Strategies for Immortalising Primary Cells
Immortalisation can occur spontaneously, particularly in tumour-derived cells, or it can be induced by manipulating telomere maintenance or disrupting tumour suppressor pathways. The two most commonly used methods involve human telomerase reverse transcriptase (hTERT) expression and viral oncogene-mediated inactivation of p53/Rb.
- hTERT Expression (Telomere Maintenance Strategy)
Telomeres are repetitive DNA-protein complexes (TTAGGG repeats bound by the shelterin complex) located at the ends of chromosomes. In somatic cells, each division results in telomere shortening, and once a critical limit is reached, DNA damage responses activate senescence or apoptosis.
The enzyme telomerase, particularly its catalytic subunit hTERT, maintains telomere length and is active in germline, stem, and cancer cells, but not most somatic cells. By introducing cDNA encoding hTERT, often via lentiviral transduction, into primary cells, researchers can extend their lifespan and promote immortalisation while retaining much of the original cell phenotype.
This method is relatively gentle and minimally disruptive to cellular function, making it ideal for applications requiring cells close to their in vivo state. However, success rates can be low, and additional genetic changes may still be required for full immortalisation.

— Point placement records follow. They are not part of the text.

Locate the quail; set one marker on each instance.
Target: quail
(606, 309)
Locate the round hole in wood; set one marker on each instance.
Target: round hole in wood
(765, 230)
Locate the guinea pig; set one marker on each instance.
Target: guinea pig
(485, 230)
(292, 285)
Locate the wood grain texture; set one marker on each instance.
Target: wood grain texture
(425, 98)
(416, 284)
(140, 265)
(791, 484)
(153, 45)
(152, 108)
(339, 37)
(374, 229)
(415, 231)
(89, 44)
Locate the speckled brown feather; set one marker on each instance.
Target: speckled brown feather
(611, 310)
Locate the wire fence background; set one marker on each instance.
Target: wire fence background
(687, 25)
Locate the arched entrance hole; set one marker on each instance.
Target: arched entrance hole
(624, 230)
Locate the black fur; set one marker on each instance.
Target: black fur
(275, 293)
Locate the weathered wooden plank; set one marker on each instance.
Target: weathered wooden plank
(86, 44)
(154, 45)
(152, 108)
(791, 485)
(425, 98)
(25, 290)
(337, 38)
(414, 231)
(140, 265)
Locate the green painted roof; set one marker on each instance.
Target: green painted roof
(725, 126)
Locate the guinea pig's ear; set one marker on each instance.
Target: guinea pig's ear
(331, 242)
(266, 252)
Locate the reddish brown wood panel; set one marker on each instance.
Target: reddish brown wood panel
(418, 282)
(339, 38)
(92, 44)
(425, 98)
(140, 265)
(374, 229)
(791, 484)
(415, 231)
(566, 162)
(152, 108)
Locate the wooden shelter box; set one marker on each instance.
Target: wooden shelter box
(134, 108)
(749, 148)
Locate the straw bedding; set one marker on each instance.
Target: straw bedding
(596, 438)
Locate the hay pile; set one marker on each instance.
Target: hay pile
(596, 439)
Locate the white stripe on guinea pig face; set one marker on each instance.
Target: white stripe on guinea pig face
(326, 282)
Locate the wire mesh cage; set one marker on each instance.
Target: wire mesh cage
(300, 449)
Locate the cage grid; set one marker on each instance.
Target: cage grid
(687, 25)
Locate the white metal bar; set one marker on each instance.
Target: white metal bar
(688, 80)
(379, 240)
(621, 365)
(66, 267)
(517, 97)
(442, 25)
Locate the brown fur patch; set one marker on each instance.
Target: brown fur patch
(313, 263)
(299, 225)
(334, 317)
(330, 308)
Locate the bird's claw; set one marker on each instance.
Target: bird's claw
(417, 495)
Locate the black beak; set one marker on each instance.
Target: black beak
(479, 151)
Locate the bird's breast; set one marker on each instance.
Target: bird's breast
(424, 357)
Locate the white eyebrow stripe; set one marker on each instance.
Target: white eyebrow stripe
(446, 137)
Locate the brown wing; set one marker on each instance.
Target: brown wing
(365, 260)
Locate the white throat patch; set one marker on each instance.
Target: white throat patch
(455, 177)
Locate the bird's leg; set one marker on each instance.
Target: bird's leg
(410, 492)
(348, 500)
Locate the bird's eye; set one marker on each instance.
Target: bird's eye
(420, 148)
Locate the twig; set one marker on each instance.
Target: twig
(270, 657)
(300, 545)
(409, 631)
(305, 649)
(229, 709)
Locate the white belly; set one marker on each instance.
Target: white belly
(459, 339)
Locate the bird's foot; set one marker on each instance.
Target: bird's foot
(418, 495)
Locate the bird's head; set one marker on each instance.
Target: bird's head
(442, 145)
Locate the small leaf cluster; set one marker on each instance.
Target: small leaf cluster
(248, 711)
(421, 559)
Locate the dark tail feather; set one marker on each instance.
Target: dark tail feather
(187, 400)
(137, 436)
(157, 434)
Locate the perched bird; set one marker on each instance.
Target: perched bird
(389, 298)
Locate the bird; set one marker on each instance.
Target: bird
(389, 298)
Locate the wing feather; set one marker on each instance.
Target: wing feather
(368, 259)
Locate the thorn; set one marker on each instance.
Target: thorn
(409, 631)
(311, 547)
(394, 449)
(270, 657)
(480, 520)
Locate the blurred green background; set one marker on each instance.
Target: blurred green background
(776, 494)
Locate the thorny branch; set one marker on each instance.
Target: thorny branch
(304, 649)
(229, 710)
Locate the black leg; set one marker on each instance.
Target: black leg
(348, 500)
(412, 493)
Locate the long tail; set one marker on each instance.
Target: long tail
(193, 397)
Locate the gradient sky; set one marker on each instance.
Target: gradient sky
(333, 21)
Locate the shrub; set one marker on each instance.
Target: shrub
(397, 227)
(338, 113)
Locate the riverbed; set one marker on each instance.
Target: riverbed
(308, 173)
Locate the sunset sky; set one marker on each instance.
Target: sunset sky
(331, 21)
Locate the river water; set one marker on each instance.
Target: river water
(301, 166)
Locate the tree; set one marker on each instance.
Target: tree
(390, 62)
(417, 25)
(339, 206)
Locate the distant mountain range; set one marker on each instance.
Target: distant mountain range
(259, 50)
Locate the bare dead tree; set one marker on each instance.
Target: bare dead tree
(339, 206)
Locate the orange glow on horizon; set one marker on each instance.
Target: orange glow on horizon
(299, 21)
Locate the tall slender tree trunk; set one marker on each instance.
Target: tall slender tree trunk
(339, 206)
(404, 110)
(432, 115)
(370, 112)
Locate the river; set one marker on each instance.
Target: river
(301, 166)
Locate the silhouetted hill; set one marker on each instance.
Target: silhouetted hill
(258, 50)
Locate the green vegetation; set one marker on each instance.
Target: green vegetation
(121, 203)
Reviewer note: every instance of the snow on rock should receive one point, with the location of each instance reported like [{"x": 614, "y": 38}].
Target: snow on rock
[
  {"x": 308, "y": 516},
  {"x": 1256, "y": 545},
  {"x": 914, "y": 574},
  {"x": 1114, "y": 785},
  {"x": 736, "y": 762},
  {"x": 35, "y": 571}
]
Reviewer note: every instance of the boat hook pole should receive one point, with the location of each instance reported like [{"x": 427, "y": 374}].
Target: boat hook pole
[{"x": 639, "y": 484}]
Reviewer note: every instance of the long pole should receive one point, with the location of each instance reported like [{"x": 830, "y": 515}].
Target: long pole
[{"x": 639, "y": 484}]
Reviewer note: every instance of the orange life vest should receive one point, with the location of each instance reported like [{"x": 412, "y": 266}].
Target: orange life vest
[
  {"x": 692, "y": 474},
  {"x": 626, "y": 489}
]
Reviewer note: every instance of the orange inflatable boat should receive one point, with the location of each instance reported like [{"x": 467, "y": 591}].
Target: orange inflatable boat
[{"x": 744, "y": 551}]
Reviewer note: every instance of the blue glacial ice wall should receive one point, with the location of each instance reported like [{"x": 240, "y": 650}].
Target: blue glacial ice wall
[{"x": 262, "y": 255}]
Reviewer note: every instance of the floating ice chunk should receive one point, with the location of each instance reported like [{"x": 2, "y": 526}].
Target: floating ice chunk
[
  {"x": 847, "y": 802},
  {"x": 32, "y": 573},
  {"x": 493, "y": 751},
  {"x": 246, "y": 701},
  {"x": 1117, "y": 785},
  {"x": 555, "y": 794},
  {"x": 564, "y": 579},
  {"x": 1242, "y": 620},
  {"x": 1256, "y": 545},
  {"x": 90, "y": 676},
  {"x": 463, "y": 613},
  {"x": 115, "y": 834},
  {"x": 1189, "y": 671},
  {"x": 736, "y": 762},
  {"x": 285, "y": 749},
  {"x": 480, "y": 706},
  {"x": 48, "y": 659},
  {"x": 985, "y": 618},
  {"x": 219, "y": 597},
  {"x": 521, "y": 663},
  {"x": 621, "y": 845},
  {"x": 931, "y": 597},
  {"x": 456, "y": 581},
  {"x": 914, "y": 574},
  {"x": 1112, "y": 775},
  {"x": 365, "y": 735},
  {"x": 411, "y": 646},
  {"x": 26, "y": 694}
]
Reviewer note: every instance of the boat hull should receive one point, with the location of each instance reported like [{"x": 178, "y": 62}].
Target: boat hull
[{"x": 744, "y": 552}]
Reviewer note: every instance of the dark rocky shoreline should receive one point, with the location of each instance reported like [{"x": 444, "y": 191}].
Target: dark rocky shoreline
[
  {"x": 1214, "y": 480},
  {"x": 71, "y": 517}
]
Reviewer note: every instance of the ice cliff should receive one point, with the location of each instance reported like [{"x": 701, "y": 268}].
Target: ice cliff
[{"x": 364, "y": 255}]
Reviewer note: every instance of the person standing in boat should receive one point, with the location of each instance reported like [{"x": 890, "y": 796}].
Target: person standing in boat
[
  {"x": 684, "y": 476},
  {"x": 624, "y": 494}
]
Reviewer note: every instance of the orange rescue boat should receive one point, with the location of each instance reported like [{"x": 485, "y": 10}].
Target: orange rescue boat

- Viral Oncogene Inactivation of Tumour Suppressors
Another common approach involves disrupting tumour suppressor pathways, particularly p53 and Rb, which act as critical regulators of the cell cycle and apoptosis. In normal cells, p53 responds to DNA damage by halting the cell cycle or triggering apoptosis, while Rb controls the G1–S phase transition via repression of E2F transcription factors.
Viral oncogenes can inactivate these checkpoints, driving uncontrolled cell division. Notable examples include:
SV40 large T-antigen: inactivates both p53 and Rb.
HPV E6 and E7: E6 induces p53 degradation, and E7 binds and inactivates Rb.
Adenovirus E1A/E1B and Epstein–Barr virus proteins also act similarly.
This method is highly efficient and often achieves immortalisation rapidly, but it introduces foreign viral genes and may significantly alter cell function. It is frequently used in combination with hTERT to enhance success and stability.
Conclusion
Primary and immortalised cells each offer unique benefits and limitations in cell culture. While primary cells better model in vivo physiology, their limited lifespan restricts their use. Immortalised cells overcome this barrier but may not faithfully reflect the biology of their origin. Advances in molecular biology now allow researchers to immortalise cells through hTERT-mediated telomere maintenance or disruption of tumour suppressor pathways via viral oncogenes. Each approach must be carefully chosen based on the intended application and desired fidelity to the native cell type.